Stay On Topic. Believers should keep the conversation focused on the issue or problem they identified in advance so the discussion is productive and leads to a resolution. Attacking the problem rather than the person eliminates character assassinations.
Matthew 18:15 says, “If your brother sins, go and show him his fault in private; if he listens to you, you have won your brother.”
Proverbs 4:25-27 says, “Let your eyes look straight ahead, and your eyelids look right before you. Ponder the path of your feet, and let all your ways be established. Do not turn to the right or the left; Remove your foot from evil.”
Listen Patiently. Believers must allow the other person to speak without interruption and listen intently to their responses after clearly conveying the problem or issue to them. They should also ask for clarification when needed and take time to process the information they hear, so they can exercise verbal and emotional self-control when responding.

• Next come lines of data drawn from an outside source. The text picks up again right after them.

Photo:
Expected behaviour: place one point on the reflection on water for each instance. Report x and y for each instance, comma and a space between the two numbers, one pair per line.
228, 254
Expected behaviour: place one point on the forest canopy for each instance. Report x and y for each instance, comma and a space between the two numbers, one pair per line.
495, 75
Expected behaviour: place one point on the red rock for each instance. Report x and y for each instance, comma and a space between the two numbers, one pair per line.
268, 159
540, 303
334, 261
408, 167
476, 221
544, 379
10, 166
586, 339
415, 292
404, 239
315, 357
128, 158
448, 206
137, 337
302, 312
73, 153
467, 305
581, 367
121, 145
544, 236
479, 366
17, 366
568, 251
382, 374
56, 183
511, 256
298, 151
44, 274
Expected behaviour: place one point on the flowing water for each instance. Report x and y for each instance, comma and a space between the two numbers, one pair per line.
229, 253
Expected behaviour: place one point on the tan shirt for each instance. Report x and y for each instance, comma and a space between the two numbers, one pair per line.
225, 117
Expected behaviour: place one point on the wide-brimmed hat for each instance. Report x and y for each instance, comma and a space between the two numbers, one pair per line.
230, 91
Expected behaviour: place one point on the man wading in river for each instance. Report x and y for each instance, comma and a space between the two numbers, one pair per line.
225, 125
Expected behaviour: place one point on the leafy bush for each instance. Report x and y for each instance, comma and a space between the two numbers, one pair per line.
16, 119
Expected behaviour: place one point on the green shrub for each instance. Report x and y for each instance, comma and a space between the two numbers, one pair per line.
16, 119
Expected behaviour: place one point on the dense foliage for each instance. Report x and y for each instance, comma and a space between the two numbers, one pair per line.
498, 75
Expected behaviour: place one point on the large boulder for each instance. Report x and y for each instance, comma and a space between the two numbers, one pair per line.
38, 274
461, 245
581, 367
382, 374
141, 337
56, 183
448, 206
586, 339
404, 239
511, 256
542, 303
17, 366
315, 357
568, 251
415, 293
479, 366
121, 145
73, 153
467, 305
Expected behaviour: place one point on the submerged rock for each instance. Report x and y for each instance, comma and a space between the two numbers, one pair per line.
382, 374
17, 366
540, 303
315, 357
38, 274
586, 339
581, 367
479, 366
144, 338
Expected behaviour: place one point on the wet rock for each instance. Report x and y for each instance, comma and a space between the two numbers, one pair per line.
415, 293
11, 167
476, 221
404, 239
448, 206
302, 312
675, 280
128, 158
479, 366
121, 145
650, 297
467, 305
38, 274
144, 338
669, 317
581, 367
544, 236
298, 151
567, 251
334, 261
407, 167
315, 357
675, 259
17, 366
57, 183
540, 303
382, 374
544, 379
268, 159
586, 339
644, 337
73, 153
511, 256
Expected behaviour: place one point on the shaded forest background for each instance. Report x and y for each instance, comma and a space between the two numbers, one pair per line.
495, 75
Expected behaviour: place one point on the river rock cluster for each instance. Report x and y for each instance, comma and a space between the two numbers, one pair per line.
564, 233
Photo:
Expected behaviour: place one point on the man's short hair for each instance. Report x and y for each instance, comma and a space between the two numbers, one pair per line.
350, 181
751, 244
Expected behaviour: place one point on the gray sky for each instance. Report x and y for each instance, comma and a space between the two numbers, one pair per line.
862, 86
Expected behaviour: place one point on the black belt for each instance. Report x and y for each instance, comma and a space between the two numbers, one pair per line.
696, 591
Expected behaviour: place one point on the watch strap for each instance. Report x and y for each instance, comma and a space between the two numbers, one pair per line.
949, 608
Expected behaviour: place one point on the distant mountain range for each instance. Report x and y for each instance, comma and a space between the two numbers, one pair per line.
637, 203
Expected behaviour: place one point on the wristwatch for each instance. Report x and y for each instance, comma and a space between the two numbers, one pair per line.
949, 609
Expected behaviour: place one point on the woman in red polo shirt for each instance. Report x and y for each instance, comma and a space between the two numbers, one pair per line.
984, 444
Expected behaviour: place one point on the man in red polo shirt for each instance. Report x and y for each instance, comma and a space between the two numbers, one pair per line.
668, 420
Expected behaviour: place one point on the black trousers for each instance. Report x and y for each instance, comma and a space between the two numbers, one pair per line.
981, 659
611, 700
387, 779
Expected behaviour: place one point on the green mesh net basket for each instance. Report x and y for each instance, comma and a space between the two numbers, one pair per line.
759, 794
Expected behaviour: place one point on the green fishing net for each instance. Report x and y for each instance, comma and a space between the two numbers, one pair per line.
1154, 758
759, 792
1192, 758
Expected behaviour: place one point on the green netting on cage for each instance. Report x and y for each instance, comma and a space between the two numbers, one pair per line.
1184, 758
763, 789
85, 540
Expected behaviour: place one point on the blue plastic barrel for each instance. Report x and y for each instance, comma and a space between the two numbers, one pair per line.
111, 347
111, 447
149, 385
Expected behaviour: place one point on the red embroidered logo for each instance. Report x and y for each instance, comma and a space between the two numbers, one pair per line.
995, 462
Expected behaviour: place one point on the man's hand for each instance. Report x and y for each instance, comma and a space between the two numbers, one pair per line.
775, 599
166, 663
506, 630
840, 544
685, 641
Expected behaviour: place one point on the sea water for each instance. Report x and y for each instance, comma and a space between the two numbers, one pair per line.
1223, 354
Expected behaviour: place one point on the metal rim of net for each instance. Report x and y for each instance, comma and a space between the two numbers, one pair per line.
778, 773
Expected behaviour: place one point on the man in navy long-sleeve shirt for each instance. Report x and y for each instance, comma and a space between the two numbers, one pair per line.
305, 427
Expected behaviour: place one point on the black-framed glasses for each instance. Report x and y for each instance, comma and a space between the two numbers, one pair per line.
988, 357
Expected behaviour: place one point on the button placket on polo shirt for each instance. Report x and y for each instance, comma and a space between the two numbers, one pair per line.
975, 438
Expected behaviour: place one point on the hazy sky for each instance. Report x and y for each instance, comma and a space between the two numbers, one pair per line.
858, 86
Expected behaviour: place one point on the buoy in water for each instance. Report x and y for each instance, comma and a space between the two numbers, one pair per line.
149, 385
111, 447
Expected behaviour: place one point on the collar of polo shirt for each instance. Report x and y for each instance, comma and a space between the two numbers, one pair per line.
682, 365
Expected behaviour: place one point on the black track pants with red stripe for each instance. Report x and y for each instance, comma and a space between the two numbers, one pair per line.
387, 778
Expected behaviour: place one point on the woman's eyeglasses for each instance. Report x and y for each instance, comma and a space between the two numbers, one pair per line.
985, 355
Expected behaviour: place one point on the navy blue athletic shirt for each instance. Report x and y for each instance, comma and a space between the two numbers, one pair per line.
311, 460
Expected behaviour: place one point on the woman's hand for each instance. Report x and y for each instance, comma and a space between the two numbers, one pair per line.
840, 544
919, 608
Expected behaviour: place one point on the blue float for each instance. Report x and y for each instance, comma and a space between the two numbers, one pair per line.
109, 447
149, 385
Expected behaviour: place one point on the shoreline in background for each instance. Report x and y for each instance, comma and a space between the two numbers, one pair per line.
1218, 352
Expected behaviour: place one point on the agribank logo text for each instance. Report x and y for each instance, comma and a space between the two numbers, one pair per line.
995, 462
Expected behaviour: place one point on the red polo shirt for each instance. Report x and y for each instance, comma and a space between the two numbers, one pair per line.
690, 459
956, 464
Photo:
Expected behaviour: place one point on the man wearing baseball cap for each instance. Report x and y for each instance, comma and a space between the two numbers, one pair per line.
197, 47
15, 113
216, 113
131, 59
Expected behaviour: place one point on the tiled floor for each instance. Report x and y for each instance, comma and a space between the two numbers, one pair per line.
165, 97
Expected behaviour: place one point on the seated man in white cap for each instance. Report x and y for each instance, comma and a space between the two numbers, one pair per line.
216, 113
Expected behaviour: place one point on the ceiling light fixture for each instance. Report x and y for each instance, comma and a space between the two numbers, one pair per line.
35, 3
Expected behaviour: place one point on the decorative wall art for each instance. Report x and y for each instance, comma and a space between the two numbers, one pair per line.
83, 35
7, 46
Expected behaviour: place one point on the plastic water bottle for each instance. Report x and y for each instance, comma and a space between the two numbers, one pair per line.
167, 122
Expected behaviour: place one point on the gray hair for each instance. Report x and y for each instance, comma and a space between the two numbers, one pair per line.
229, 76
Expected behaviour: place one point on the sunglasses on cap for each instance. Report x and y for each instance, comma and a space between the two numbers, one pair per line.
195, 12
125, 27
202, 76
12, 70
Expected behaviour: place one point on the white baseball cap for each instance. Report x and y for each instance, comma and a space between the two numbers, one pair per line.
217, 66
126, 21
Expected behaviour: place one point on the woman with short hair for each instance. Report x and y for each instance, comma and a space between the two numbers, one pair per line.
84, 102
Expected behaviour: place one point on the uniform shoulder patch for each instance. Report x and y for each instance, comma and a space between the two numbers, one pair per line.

James 1:19-20 says, “This you know, my beloved brethren. But everyone must be quick to hear, slow to speak and slow to anger; for the anger of man does not achieve the righteousness of God.”
Proverbs 25:12 says, “Like an earring of gold and an ornament of fine gold Is a wise reprover to a listening ear.”
Take Responsibility. Believers must acknowledge and take responsibility for their part in creating the conflict or relational divide (if applicable). They should also maintain a humble attitude throughout the conversation rather than justifying, excusing, or deflecting responsibility for their behavior.
Proverbs 28:13 says, “He who conceals his transgressions will not prosper, but he who confesses and forsakes them will find compassion.”
2 Chronicles 7:14 says, “If my people who are called by my name humble themselves, and pray and seek my face and turn from their wicked ways, then I will hear from heaven and will forgive their sin and heal their land.”
Call a Time-Out. Believers should step away from the conversation if it becomes tense or unproductive. A time-out will provide a cooling-off period for both parties, allowing each to regroup and reflect on the discussion before resuming.
Psalm 37:8 says, “Cease from anger and forsake wrath; Do not fret; it leads only to evildoing.”
Proverbs 15:18 says, “A hot-tempered man stirs up strife, but the slow to anger calms a dispute.”
Forgive Quickly. Believers must forgive others from their hearts. If the other person is unwilling to repent, believers must still forgive them before God, but should not (verbally) extend their forgiveness until genuine repentance occurs. (Note: Jesus died on the cross for all sinners, but He does not dispense forgiveness or reconcile sinners to Himself without their repentance and belief. Likewise, believers cannot extend forgiveness to those who refuse to repent for offending them, but should forgive them from their heart so Jesus can deal with that person’s stubbornness or pride.)
Ephesians 4:32 says, “Be kind to one another, tender-hearted, forgiving each other, just as God in Christ also has forgiven you.”
Matthew 18:21 says, “Then Peter came and said to Him, ‘Lord, how often shall my brother sin against me and I forgive him? Up to seven times?’ Jesus said to him, ‘I do not say to you, up to seven times, but up to seventy times seven.’”
Matthew 6:14-15 says, “For if you forgive others for their transgressions, your heavenly Father will also forgive you. But if you do not forgive others, then your Father will not forgive your transgressions.”
Seek Godly Counsel. Believers who are unable to resolve issues with others should seek godly counsel to help them navigate their predicament effectively and efficiently.
Proverbs 19:20-21 says, “Listen to counsel and accept discipline, that you may be wise the rest of your days. Many plans are in a man’s heart, but the counsel of the Lord will stand.”
Proverbs 11:14 says, “Where there is no guidance the people fall, but in abundance of counselors there is victory.”
Proverbs 12:15 says, “The way of a fool is right in his own eyes, but a wise man is he who listens to counsel.”
I hope this information has been helpful and equips you to successfully navigate conflicts with others.